There are some contradicting results from the research but the general consistent concept is that sleep is involved in the learning process.
We need sleep, but how much?
Medina reports that while the research is conclusive that a lack of sleep is detrimental to the brain, it’s not really clear how much sleep is needed. There are so many variables involved that Medina steers us to rather ask the question how much sleep don’t you need?
There have been several different research studies, that I won’t report here, which show different results for different people. Some people suffer from less than 7 hours of sleep, and others with less than 6 hours. Furthermore, there are others who only seem to need 4 to 5 hours. The bottom line is to know how much sleep you need. Once you find your sweet spot of sleep, you’ll know what to aim for.
For me, my sweet spot is right about 7 hours. My body doesn’t seem to let me sleep more than that. When I was in my 20’s and 30’s it was more like 8-9 hours. However, as you know the drug addiction/alcoholism certainly interrupted normal sleep hours. I got back to normal sleeping patterns within a year of recovery. However, things seem to be changing as I age.
Direct effects on brain health
While the research cannot conclude what is the right amount of sleep for you, it can explain how your cognitive functions will be affected by a lack of it. Here are the thought processes affected:
- Executive function (ability to problem solve)
- Working memory
- Quantitative skills
- Logical reasoning ability (um, you need to manage your finances)
- General math knowledge (and you wondered why I do a brain health series on a personal finance blog)
Additionally, it can affect manual dexterity – fine and gross motor movements.
I don’t know about you, but if any of those thought processes are compromised, I’m sub-optimal…in all facets of my life.
So I just skimmed the surface on the brain and sleep but if you want to dig deeper, I’d recommend Brain Rules from Dr. Medina. Additionally, a colleague has recommended another book on the necessity of sleep. I’ve yet to read it so I won’t recommend it just yet.

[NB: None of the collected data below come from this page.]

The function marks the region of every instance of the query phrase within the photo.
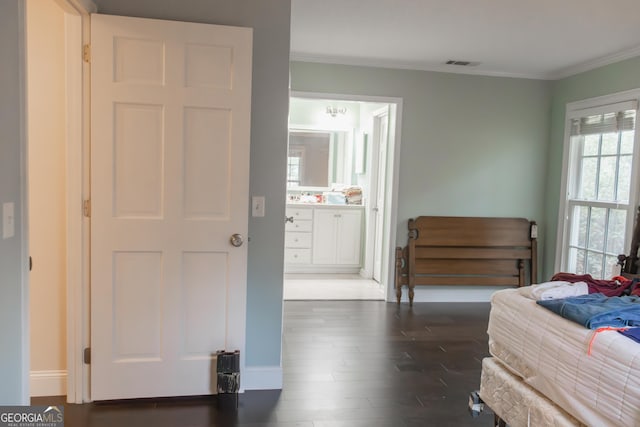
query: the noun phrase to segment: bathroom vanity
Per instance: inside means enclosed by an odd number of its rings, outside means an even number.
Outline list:
[[[285,272],[358,273],[363,211],[361,205],[288,204]]]

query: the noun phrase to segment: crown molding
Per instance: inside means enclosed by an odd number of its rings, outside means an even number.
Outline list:
[[[510,77],[517,79],[547,80],[548,77],[535,73],[510,73],[496,70],[485,70],[477,67],[461,67],[458,65],[435,64],[428,62],[393,61],[373,58],[350,58],[330,55],[310,55],[291,52],[291,61],[314,62],[322,64],[352,65],[360,67],[392,68],[399,70],[434,71],[439,73],[470,74],[488,77]]]
[[[350,58],[330,55],[311,55],[300,52],[291,52],[291,61],[314,62],[323,64],[352,65],[361,67],[392,68],[400,70],[433,71],[440,73],[469,74],[488,77],[509,77],[517,79],[534,80],[560,80],[576,74],[604,67],[640,56],[640,46],[616,52],[611,55],[585,61],[577,65],[555,70],[549,73],[512,73],[497,70],[486,70],[481,68],[465,68],[456,65],[435,64],[428,62],[412,61],[392,61],[373,58]]]
[[[550,73],[548,78],[549,80],[560,80],[566,77],[575,76],[576,74],[584,73],[585,71],[595,70],[596,68],[604,67],[605,65],[615,64],[616,62],[624,61],[625,59],[635,58],[637,56],[640,56],[640,46],[635,46],[611,55],[601,56],[600,58],[572,65],[567,68],[562,68],[556,72]]]

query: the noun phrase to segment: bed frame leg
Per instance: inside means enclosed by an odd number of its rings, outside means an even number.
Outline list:
[[[507,423],[497,415],[493,415],[493,425],[496,427],[507,427]]]
[[[402,248],[396,247],[396,300],[400,304],[402,299]]]

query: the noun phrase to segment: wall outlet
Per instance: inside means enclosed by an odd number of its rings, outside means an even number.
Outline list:
[[[251,216],[264,216],[264,196],[253,196],[251,198]]]

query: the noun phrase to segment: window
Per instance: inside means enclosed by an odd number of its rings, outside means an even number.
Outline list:
[[[607,279],[619,271],[637,200],[636,114],[636,101],[567,109],[562,271]]]
[[[289,187],[328,187],[331,182],[332,133],[289,130]],[[299,161],[292,160],[298,158]],[[292,178],[293,176],[293,178]]]
[[[302,158],[304,157],[304,151],[302,150],[289,150],[289,156],[287,157],[287,186],[298,187],[302,181]]]

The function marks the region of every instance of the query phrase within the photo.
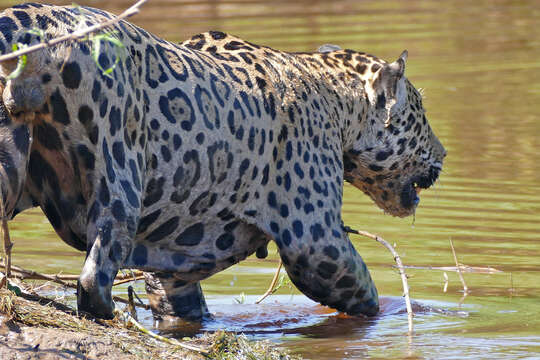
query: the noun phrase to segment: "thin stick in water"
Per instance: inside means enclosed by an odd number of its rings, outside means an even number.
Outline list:
[[[1,263],[0,267],[6,268],[5,263]],[[72,289],[77,289],[76,284],[70,283],[70,282],[65,282],[65,281],[57,278],[56,275],[41,274],[41,273],[38,273],[36,271],[26,270],[26,269],[23,269],[21,267],[15,266],[15,265],[12,265],[11,268],[12,268],[13,272],[16,273],[17,277],[20,277],[20,278],[23,278],[23,279],[31,278],[31,279],[39,279],[39,280],[48,280],[50,282],[60,284],[60,285],[65,286],[65,287],[69,287],[69,288],[72,288]],[[128,300],[126,300],[126,299],[124,299],[124,298],[122,298],[120,296],[116,296],[116,295],[113,296],[113,300],[121,302],[123,304],[129,304]],[[145,304],[145,303],[143,303],[141,301],[135,302],[135,306],[142,307],[142,308],[144,308],[146,310],[150,310],[150,305]]]
[[[143,334],[146,334],[146,335],[148,335],[150,337],[153,337],[156,340],[159,340],[159,341],[162,341],[164,343],[171,344],[171,345],[174,345],[174,346],[179,346],[181,348],[188,349],[188,350],[191,350],[191,351],[196,351],[196,352],[201,353],[201,354],[209,354],[210,353],[210,351],[208,349],[205,349],[205,348],[202,348],[202,347],[199,347],[199,346],[186,344],[186,343],[180,342],[180,341],[178,341],[176,339],[169,339],[169,338],[166,338],[164,336],[154,334],[153,332],[151,332],[150,330],[148,330],[147,328],[145,328],[144,326],[139,324],[137,322],[137,320],[135,320],[131,315],[129,315],[128,313],[126,313],[126,312],[124,312],[122,310],[120,310],[118,307],[116,307],[114,309],[114,314],[117,315],[118,317],[124,319],[128,324],[133,325],[137,330],[139,330]]]
[[[463,278],[463,274],[461,273],[461,267],[459,266],[456,250],[454,249],[454,243],[452,242],[452,239],[450,239],[450,247],[452,248],[452,254],[454,255],[454,261],[456,262],[456,268],[457,268],[459,280],[461,281],[461,284],[463,285],[463,292],[467,294],[469,292],[469,288],[467,287],[467,284],[465,283],[465,279]]]
[[[276,273],[274,274],[274,278],[272,279],[272,282],[270,283],[270,286],[268,287],[268,290],[266,290],[266,292],[260,298],[258,298],[257,301],[255,301],[255,304],[261,303],[269,295],[274,293],[274,291],[275,291],[274,288],[276,287],[276,283],[278,281],[279,272],[281,271],[281,266],[282,265],[283,265],[283,262],[280,259],[279,260],[279,265],[278,265],[277,270],[276,270]]]
[[[504,271],[495,269],[491,266],[469,266],[460,264],[459,266],[418,266],[418,265],[404,265],[405,269],[418,269],[418,270],[440,270],[440,271],[453,271],[462,273],[476,273],[476,274],[498,274]]]
[[[4,207],[4,196],[0,194],[0,219],[2,221],[2,235],[4,238],[4,256],[6,257],[5,261],[5,277],[2,279],[2,282],[5,282],[6,286],[8,284],[8,279],[11,276],[11,248],[13,243],[9,236],[9,227],[6,218],[6,209]],[[2,285],[4,285],[2,283]]]
[[[407,274],[405,273],[405,269],[403,267],[403,263],[401,262],[401,258],[399,257],[399,254],[396,252],[396,250],[394,249],[394,247],[392,245],[390,245],[386,240],[384,240],[382,237],[380,237],[378,235],[371,234],[371,233],[369,233],[367,231],[354,230],[354,229],[351,229],[348,226],[344,226],[343,229],[346,232],[366,236],[366,237],[368,237],[370,239],[373,239],[373,240],[377,241],[379,244],[382,244],[384,247],[386,247],[388,250],[390,250],[390,252],[394,256],[394,261],[396,262],[396,265],[398,267],[399,275],[401,276],[401,282],[403,284],[403,297],[405,298],[405,306],[407,307],[407,315],[408,315],[407,318],[408,318],[408,323],[409,323],[409,334],[412,333],[412,331],[413,331],[413,316],[414,316],[414,313],[412,311],[411,298],[409,296],[409,284],[407,282]]]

In simple terms, I will conclude that sleep = optimal thinking and lack of sleep = suboptimal thinking.
Which do you want to be operating with?
Furthermore, this research has confirmed the importance of knowing thyself. This girl knows how much sleep is needed to perform well at her career, run Ms. Fiology, stay active, be a loving family member, help women in recovery, and basically fulfill her purpose in life.
If you don’t know your number, how about experimenting a bit until you find it?
Let me know your thoughts…do you find this series beneficial? Interesting? Relevant? I’m open to all constructive criticism.